The gate 2 is hoisted in place on site, and the loose-leaf plate 3 is installed on the gate 2 on site.

The working process in this embodiment:

in the dry period, when the inflow is small, the gate 2 is erected for retaining water, the water level fluctuates up and down in the gap 21, the residual water overflows from the gap, and the loose-leaf plate is submerged under the normal water level in a flat state; in flood period, the flow of incoming water increases, when the water level exceeded and is set up, loose-leaf plate 3 upwards turned up around round pin axle 31 under the flood impact, crossbeam 32 card is on gate breach both sides, make loose-leaf plate 3 block up gate breach 21, increase the turning moment in the twinkling of an eye, make gate 2 unbalance, turn over downstream around pivot 23 down, before gate 2 did not turn over the position completely, last pivot 22 contacted preceding axle sleeve 12 earlier, buffer most rotatory impact force, the gate contacts spacing buffer block 14 again, later because the impact force of flood to the oblique loose-leaf plate 3 of hectare, gate 2 keeps arranging in on preceding axle sleeve 12 and spacing buffer block 14, reach full-open flood discharge.

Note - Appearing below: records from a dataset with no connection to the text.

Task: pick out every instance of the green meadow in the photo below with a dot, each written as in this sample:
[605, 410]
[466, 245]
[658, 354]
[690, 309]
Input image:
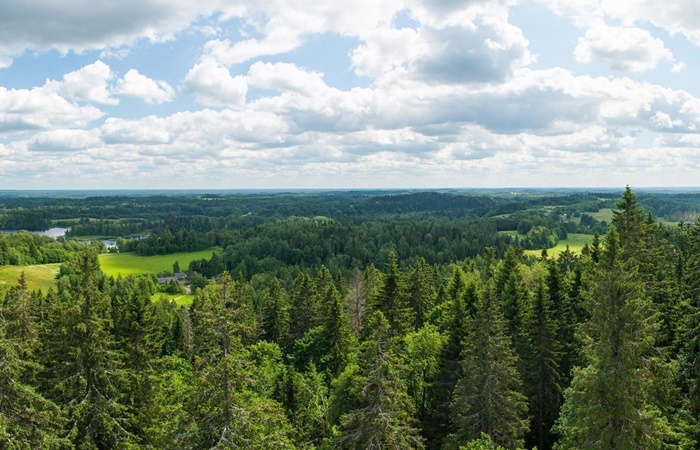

When the incoming water flow becomes small, the water level is reduced, and the strength of flood impacting the loose-leaf plate 3 is reduced, the reset moment formed by the counter weight block 24 and hydrostatic pressure starts to act, so that the gate 2 is turned up to reset, and the loose-leaf plate 3 returns to the flat lying state.

The above embodiment is that the front bushing 12 and the rear bushing 13 are located at the horizontal position, which is a preferred implementation manner of the specific specification of the present invention, and is not a limitation on the location of the bushings of the present invention, and on the premise of not departing from the inventive concept of the present invention, the manner in which the two bushings do not play the same role of buffering at the horizontal position, the manner in which the gate is provided with a plurality of loose-leaf plates on top to increase the turning moment, and any simple modification, equivalent replacement, improvement and the like made according to the technical essence of the present invention are within the protection scope of the present invention.